A idéia soa pouco provável, e por enquanto o é. Mas daqui a uma década é possível que os porcos-irmãos estejam ao alcance dos engenheiros genéticos.
Os genes que capacitam nosso sistema imunológico a distinguir tecido "próprio" de tecidos estranhos a nós e que fazem com que cada um de nós seja imunologicamente único são codificados por um trecho enorme de DNA conhecido como o "grande complexo de histocompatibilidade"(MHC). Para produzir porcos-irmãos seria preciso neutralizar os genes de MHC de cada animal e substituí-los por cópias dos genes pertencentes a cada "gêmeo" humano.
Mas até pouco tempo atrás isso teria sido impensável, por motivos técnicos. Os métodos de "nocaute" genético eram demasiado trabalhosas e imprecisas, e era possível transferir apenas pedaços relativamente curtos de DNA de um animal a outro.
Agora as coisas estão mudando. Os pesquisadores decididos a reprogramar os genes animais estão descobrindo as vantagens dos "cromossomos de fermento artificial", que podem ser usados para transferir trechos de DNA razoavelmente compridos. E isso pode revolucionar o trabalho de produção de porcos transgênicos.
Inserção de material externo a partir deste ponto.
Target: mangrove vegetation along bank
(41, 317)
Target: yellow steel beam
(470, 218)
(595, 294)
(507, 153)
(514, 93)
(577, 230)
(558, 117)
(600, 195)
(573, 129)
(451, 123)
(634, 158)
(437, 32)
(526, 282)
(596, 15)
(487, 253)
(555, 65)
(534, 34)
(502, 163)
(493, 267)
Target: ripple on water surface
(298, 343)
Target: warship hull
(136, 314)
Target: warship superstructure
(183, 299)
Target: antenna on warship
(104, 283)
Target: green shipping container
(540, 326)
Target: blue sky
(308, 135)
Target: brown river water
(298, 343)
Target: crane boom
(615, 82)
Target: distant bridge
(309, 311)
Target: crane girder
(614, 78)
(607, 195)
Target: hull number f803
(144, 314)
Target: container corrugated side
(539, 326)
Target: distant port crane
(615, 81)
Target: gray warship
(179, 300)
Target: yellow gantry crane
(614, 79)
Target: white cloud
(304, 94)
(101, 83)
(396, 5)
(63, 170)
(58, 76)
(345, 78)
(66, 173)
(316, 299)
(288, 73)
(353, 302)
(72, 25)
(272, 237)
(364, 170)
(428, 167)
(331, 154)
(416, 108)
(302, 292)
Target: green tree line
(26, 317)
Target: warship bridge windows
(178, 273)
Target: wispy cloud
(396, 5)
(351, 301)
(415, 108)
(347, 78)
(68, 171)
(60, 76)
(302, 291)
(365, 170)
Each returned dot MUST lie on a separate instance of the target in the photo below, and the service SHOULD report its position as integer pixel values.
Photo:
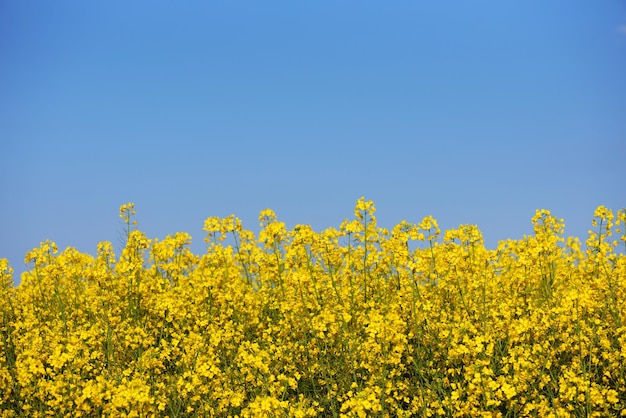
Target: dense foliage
(355, 321)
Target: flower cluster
(352, 321)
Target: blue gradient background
(473, 112)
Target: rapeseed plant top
(352, 321)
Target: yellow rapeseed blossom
(352, 321)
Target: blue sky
(473, 112)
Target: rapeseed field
(353, 321)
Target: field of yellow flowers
(349, 322)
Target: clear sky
(474, 112)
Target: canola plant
(352, 321)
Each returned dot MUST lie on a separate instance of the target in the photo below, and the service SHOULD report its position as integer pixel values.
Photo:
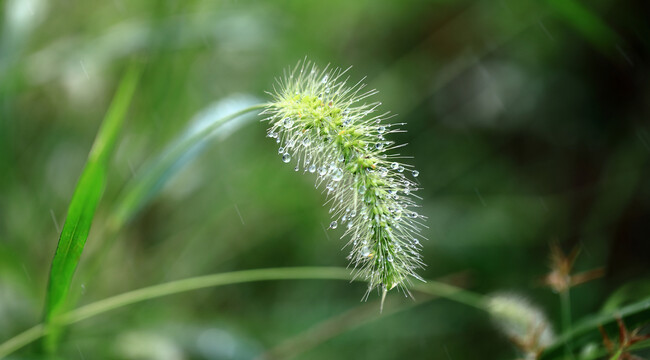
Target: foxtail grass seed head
(521, 322)
(324, 126)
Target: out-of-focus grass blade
(633, 313)
(218, 120)
(82, 207)
(592, 27)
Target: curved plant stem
(565, 303)
(237, 277)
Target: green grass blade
(433, 288)
(588, 24)
(82, 207)
(639, 310)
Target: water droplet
(337, 174)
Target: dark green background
(528, 121)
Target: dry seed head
(323, 126)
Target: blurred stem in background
(86, 197)
(432, 288)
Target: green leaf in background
(590, 25)
(218, 120)
(82, 207)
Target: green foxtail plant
(323, 126)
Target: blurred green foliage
(528, 121)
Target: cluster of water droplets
(322, 128)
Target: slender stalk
(237, 277)
(565, 304)
(617, 355)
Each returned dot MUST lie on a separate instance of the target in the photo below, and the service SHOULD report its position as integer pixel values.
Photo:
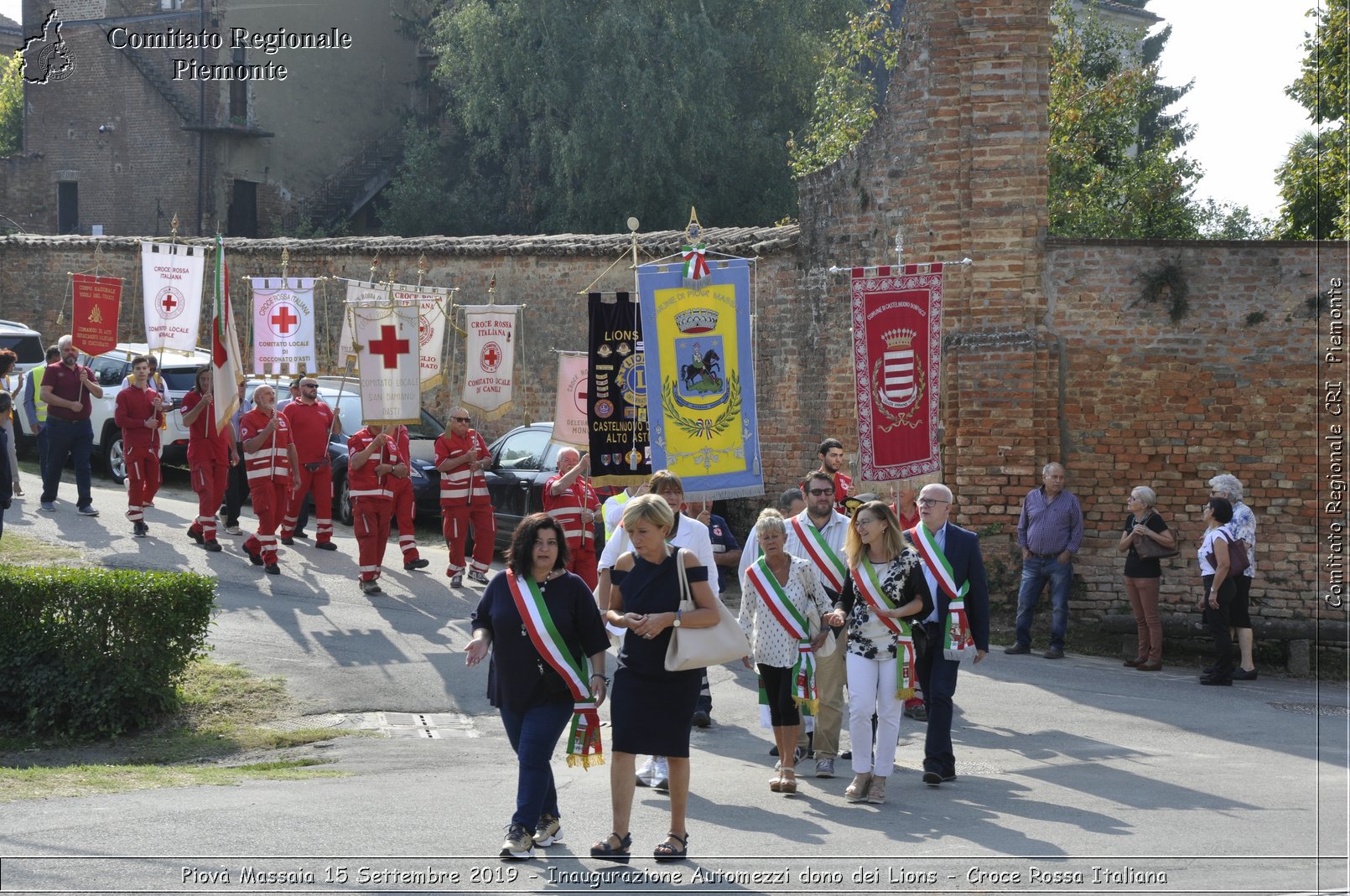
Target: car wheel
(345, 513)
(117, 456)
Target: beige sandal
(856, 792)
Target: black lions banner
(615, 391)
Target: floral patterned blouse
(869, 636)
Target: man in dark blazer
(937, 675)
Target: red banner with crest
(896, 358)
(97, 301)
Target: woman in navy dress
(651, 707)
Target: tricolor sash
(867, 583)
(584, 743)
(794, 622)
(958, 643)
(821, 553)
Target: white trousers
(871, 688)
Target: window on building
(243, 210)
(68, 207)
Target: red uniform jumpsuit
(141, 444)
(309, 429)
(371, 501)
(208, 458)
(465, 502)
(581, 535)
(270, 478)
(405, 509)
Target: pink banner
(896, 356)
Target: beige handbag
(699, 648)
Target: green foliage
(845, 101)
(571, 115)
(96, 652)
(1314, 176)
(11, 103)
(1106, 179)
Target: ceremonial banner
(431, 329)
(701, 370)
(615, 391)
(570, 412)
(491, 360)
(97, 301)
(896, 354)
(226, 358)
(172, 287)
(387, 356)
(283, 325)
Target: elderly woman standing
(651, 707)
(1142, 574)
(548, 667)
(880, 597)
(778, 594)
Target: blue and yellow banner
(701, 378)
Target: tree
(11, 103)
(1315, 174)
(571, 115)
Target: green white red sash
(958, 643)
(867, 583)
(584, 743)
(820, 552)
(794, 622)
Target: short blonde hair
(650, 508)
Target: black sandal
(667, 852)
(604, 851)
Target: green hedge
(96, 652)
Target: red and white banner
(570, 425)
(283, 325)
(97, 301)
(896, 358)
(387, 356)
(489, 360)
(170, 276)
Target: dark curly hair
(520, 555)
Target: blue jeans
(1036, 572)
(68, 439)
(533, 734)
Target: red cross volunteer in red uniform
(570, 500)
(460, 458)
(139, 412)
(373, 466)
(312, 422)
(272, 467)
(210, 453)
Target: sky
(1243, 54)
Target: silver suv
(179, 371)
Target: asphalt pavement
(1073, 776)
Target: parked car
(179, 371)
(345, 398)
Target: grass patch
(215, 738)
(26, 551)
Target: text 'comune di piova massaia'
(269, 42)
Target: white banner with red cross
(491, 360)
(385, 336)
(283, 325)
(170, 277)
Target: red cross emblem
(389, 345)
(283, 320)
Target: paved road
(1064, 768)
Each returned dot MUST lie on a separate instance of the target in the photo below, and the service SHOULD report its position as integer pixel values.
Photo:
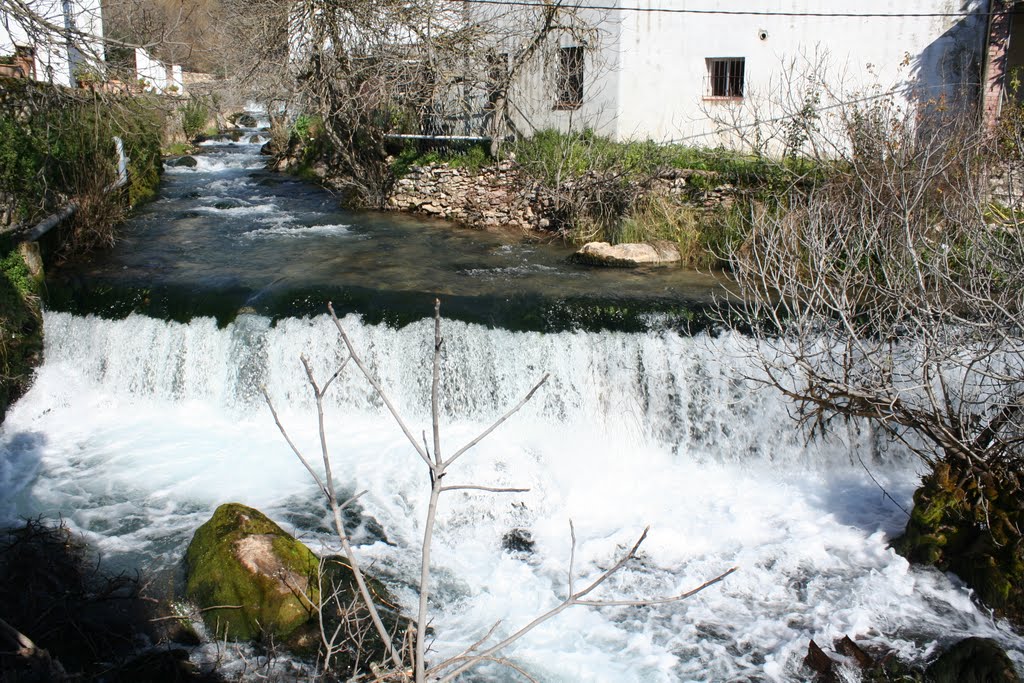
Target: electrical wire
(741, 12)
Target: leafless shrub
(438, 468)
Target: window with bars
(725, 77)
(569, 82)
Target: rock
(263, 579)
(601, 253)
(969, 523)
(243, 120)
(820, 664)
(518, 541)
(973, 660)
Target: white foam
(136, 429)
(251, 210)
(284, 228)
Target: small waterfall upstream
(137, 428)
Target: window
(498, 73)
(569, 82)
(725, 77)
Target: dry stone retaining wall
(503, 196)
(496, 196)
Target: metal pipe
(46, 224)
(465, 138)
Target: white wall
(534, 94)
(57, 61)
(658, 86)
(150, 70)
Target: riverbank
(58, 163)
(574, 187)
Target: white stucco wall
(150, 70)
(58, 59)
(657, 86)
(534, 95)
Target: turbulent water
(136, 428)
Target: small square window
(569, 81)
(725, 77)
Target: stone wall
(504, 196)
(496, 196)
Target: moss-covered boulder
(968, 521)
(973, 660)
(260, 580)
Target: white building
(705, 71)
(60, 41)
(157, 76)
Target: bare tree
(892, 290)
(438, 468)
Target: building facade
(56, 41)
(711, 73)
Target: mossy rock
(973, 660)
(261, 581)
(968, 522)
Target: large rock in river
(261, 580)
(969, 521)
(628, 255)
(973, 660)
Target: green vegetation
(195, 114)
(469, 156)
(555, 157)
(176, 150)
(20, 326)
(56, 147)
(217, 575)
(704, 238)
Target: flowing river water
(146, 414)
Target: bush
(195, 114)
(54, 145)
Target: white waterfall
(135, 429)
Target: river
(146, 414)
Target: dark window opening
(498, 76)
(569, 78)
(725, 77)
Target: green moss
(55, 144)
(250, 604)
(955, 528)
(20, 326)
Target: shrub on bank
(20, 326)
(56, 144)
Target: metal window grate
(569, 77)
(725, 77)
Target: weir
(138, 426)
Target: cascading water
(136, 428)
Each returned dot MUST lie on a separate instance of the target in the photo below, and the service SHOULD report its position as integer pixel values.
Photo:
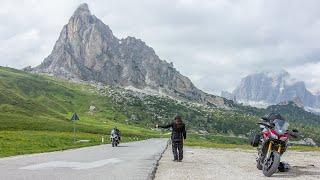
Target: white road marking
(72, 165)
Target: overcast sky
(213, 42)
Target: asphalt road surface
(201, 164)
(135, 160)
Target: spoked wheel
(259, 163)
(270, 165)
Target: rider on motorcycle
(116, 131)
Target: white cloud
(215, 43)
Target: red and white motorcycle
(272, 144)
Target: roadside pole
(74, 118)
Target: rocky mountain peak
(88, 50)
(82, 10)
(273, 88)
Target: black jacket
(178, 131)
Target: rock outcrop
(87, 49)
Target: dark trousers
(177, 150)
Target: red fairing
(270, 132)
(284, 137)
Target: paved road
(135, 160)
(200, 164)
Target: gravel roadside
(233, 164)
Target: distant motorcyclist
(116, 131)
(177, 136)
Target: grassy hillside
(35, 114)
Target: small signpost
(74, 118)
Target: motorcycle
(115, 140)
(271, 145)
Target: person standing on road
(177, 136)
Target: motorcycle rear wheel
(270, 165)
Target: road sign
(74, 118)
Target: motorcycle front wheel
(270, 165)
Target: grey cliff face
(274, 88)
(87, 49)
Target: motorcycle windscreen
(281, 126)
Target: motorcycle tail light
(283, 138)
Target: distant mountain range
(267, 88)
(87, 50)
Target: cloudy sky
(213, 42)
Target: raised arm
(165, 126)
(184, 132)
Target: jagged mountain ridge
(273, 88)
(87, 49)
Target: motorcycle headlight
(281, 126)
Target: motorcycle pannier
(254, 140)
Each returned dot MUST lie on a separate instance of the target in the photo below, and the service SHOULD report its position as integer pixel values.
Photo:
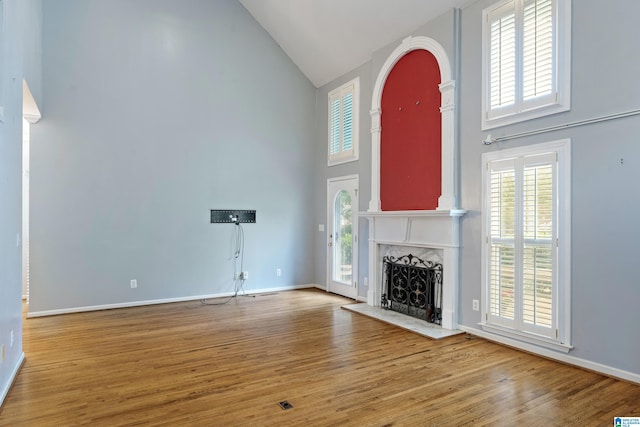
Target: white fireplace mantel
(438, 229)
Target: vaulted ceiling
(327, 38)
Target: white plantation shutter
(524, 53)
(521, 227)
(342, 123)
(335, 125)
(537, 53)
(503, 58)
(502, 242)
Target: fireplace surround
(437, 229)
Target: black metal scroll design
(413, 287)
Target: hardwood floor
(196, 365)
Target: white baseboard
(157, 301)
(560, 357)
(14, 373)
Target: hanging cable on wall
(239, 277)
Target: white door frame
(350, 181)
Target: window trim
(562, 291)
(551, 104)
(353, 154)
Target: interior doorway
(342, 238)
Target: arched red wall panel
(410, 142)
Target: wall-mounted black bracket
(230, 216)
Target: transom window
(526, 66)
(526, 251)
(343, 123)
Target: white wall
(22, 35)
(155, 112)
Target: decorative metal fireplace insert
(413, 287)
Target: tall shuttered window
(343, 123)
(526, 60)
(526, 244)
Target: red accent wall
(410, 141)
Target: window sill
(523, 116)
(527, 338)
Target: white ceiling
(328, 38)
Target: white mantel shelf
(414, 213)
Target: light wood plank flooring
(188, 364)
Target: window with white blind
(526, 60)
(343, 123)
(526, 251)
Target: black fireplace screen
(413, 287)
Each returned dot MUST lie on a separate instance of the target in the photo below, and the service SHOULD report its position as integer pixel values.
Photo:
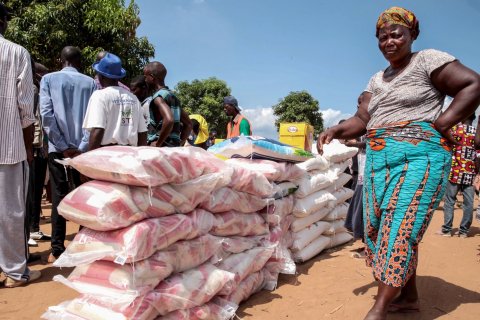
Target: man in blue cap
(114, 114)
(238, 125)
(64, 97)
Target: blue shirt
(64, 98)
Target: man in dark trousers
(64, 98)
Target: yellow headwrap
(202, 130)
(397, 15)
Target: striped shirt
(16, 100)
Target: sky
(265, 49)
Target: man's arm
(142, 139)
(28, 141)
(96, 136)
(162, 109)
(25, 91)
(186, 127)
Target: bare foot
(375, 315)
(404, 306)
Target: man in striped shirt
(16, 132)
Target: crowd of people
(404, 168)
(50, 116)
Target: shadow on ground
(437, 298)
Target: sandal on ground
(358, 255)
(403, 308)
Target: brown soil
(332, 286)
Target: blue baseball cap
(232, 101)
(110, 67)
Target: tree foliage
(205, 97)
(44, 27)
(299, 106)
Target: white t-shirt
(119, 112)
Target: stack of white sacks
(173, 233)
(320, 202)
(176, 233)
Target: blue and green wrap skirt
(406, 172)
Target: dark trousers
(38, 171)
(63, 180)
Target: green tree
(299, 106)
(205, 97)
(44, 27)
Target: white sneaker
(32, 243)
(39, 235)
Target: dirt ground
(331, 286)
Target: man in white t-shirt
(114, 115)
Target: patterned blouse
(410, 96)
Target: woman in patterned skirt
(408, 154)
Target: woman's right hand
(325, 138)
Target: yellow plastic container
(297, 134)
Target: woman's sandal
(403, 308)
(358, 255)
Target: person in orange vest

No caso de Astrid, White e seus colegas a criaram injetando num embrião uma versão artificial de um gene que faz com que as células do porco tenham em sua superfície uma proteína semelhante à humana. Essa proteína funciona como uma bandeira branca, evitando que a rejeição superaguda seja ativada.
Mas a viabilidade científica é apenas uma parte da equação. Igualmente importante é sua viabilidade comercial. E é aqui que a idéia do porco-irmão pode afundar. Para os potenciais patrocinadores, animais doadores que precisam ser geneticamente preparados sob medida para cada paciente anos antes de qualquer problema médico podem parecer mais um pesadelo legal e financeiro do que uma inovação que venha a salvar vidas.
E, infelizmente, para os fãs do porco-irmão, parece que não existe qualquer opção intermediária entre criar doadores de órgãos "genéricos" –animais que poderiam ser usados por qualquer pessoa– e criar animais com genes específicos a pacientes individuais.
No entanto, a viabilidade comercial por si só não bastará para apressar o caminho dos doadores suínos genéricos do laboratório à clínica médica. Mesmo os defensores moderados dos direitos animais vão continuar a militar por uma moratória européia à manipulação genética de animais, ou pelo menos pela restrição ao patenteamento de tais animais.
Os pesquisadores dessa área de enxertos reagem a estas preocupações com ares de um elefante ameaçado por uma reles zarabatana. Eles afirmam que não existem evidências de efeitos negativos dos porcos e camundongos transgênicos produzidos até agora. E, para eles, a idéia de utilizar porcos como doadores de órgãos pode ser moralmente comparável a se comer toicinho.